A resposta é tecnológica e também tem lei. O governo implementou o CIB (Cadastro Imobiliário Brasileiro), que foi instituído pelo Decreto nº 10.518/2020 e normatizado pela Instrução Normativa RFB nº 2.016/2021. Ele funciona como um “Big Brother” dos imóveis. Esse sistema unifica os dados de cartórios, prefeituras, contas de energia elétrica, abastecimento de água e internet.
Se o imóvel está registrado no CNPJ da empresa, mas a conta de luz e o plano de internet estão no CPF do filho do sócio, o cruzamento de dados é imediato e automático. O Fisco pega a discrepância sem precisar enviar um fiscal até a porta do prédio.

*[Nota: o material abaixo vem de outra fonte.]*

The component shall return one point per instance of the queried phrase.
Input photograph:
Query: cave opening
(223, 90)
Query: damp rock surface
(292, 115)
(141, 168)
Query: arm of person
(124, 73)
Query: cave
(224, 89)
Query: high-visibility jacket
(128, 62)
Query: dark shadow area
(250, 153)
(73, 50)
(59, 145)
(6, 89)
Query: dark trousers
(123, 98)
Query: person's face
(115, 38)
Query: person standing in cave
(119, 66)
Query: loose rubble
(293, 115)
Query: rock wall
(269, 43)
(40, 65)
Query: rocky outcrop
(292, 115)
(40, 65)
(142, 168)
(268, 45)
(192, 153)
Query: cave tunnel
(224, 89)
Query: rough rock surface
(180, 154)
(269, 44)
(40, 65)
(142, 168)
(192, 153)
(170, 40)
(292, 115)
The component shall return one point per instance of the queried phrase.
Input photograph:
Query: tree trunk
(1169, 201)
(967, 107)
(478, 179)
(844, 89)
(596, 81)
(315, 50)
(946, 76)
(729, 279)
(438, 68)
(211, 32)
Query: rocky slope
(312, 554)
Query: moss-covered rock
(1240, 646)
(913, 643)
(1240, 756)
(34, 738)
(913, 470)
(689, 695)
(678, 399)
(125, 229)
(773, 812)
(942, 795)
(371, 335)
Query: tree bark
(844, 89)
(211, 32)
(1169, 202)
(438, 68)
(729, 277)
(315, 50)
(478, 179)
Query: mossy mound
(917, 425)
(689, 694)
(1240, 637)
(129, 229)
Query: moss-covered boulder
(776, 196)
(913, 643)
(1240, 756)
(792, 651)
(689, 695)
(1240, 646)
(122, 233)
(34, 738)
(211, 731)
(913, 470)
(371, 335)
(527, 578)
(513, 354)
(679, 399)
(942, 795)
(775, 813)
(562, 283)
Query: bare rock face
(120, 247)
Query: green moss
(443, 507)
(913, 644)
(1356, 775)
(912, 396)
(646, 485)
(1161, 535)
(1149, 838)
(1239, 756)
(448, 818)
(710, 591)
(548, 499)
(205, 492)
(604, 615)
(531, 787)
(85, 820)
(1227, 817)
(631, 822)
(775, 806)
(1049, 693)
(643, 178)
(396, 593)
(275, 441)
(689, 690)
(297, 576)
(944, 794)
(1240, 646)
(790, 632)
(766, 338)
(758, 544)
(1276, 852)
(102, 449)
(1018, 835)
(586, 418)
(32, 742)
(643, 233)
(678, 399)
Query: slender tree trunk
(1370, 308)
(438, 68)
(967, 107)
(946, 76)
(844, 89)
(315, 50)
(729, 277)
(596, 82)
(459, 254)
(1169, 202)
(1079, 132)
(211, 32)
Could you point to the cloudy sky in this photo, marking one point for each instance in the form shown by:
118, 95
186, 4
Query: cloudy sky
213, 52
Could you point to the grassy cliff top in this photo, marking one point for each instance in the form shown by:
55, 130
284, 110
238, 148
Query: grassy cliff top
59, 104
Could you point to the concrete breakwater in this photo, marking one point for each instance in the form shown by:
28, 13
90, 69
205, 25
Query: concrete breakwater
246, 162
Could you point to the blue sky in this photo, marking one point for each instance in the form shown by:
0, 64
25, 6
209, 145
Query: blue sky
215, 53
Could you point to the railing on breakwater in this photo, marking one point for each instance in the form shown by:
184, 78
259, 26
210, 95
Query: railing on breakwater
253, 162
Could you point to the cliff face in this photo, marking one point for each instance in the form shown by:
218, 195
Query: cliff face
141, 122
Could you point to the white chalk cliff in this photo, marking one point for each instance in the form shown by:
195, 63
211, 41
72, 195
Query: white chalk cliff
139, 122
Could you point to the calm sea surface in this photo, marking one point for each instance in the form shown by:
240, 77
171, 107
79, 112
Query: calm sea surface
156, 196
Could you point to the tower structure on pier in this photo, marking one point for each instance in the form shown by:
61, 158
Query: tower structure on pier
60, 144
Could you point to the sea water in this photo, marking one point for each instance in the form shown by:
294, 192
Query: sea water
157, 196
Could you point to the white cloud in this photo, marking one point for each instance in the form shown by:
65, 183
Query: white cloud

Se a cobrança de Imposto de Renda sobre esse valor presumido já era um problema, a chegada do novo modelo tributário (o IVA Dual, composto por IBS e CBS) transformou o problema em um pesadelo societário.
A lógica do IVA (Imposto sobre Valor Agregado), introduzida pela Emenda Constitucional nº 132/2023 (conforme o novo artigo 156-A da Constituição Federal), é baseada em créditos. Quando uma empresa constrói, compra ou faz uma grande reforma em um imóvel, ela acumula créditos dos impostos que pagou nos materiais, na mão de obra e nos serviços de engenharia. A ideia é que ela use esses créditos para abater seus impostos futuros quando vender ou alugar esse imóvel comercialmente.
Porém, quando a empresa pega esse imóvel reformado e o entrega de graça para o usufruto privado de um sócio, o sistema entende que houve um “autoconsumo”. O nexo econômico da empresa foi quebrado. De acordo com as diretrizes do projeto de regulamentação da Reforma (como o PLP 68/2024), a cessão gratuita a partes relacionadas equivale a uma destinação privada.
O resultado? O Fisco agora tem duas opções:
- Exigir o estorno imediato de todos os créditos tributários gerados na compra ou na reforma do imóvel, por desvio de finalidade econômica.
- Tributar a saída da operação (a cessão de uso) aplicando a alíquota do IBS/CBS sobre aquela base presumida de 10% do valor venal.
Para acalmar os ânimos, é fundamental fazer uma distinção:
Entre Pessoas Físicas (Pais e Filhos): Se o pai tem o imóvel no seu próprio CPF e deixa o filho morar de graça, a relação continua amplamente protegida pelo Direito de Família e pelas isenções tradicionais do artigo 35, inciso VI, do Regulamento do Imposto de Renda, que exclui do rendimento bruto o valor do uso do imóvel quando cedido gratuitamente para habitação do cônjuge ou de parentes de primeiro grau. Não há o que temer.
Entre Empresa (Holding) e Sócios: Aqui mora o perigo. Se há uma pessoa jurídica no meio da equação, a presunção de onerosidade é quase absoluta. O Fisco enxerga a manobra sob as regras de Distribuição Disfarçada de Lucros (DDL), previstas no artigo 528 do Regulamento do Imposto de Renda e no artigo 60 do Decreto-Lei nº 1.598/1977, tratando o benefício como um rendimento indireto ou salário disfarçado para o administrador.
Assim, a antiga prática de redigir um “contrato de comodato” genérico de duas páginas para justificar o uso de bens da empresa por parentes perdeu a eficácia. Diante da automação fiscal do CIB e das regras rígidas de não-cumulatividade do IVA Dual, a gratuidade imobiliária corporativa virou um passivo fiscal silencioso.
Para os profissionais do direito, o momento exige uma auditoria preventiva em todas as holdings patrimoniais e imobiliárias de seus clientes. É preciso analisar o histórico de créditos de reformas, revisar quem de fato ocupa os ativos e, se necessário, precificar e formalizar contratos de locação reais a preço de mercado. No novo cenário tributário brasileiro, manter um imóvel comercial “de graça” pode se tornar o negócio mais caro da empresa.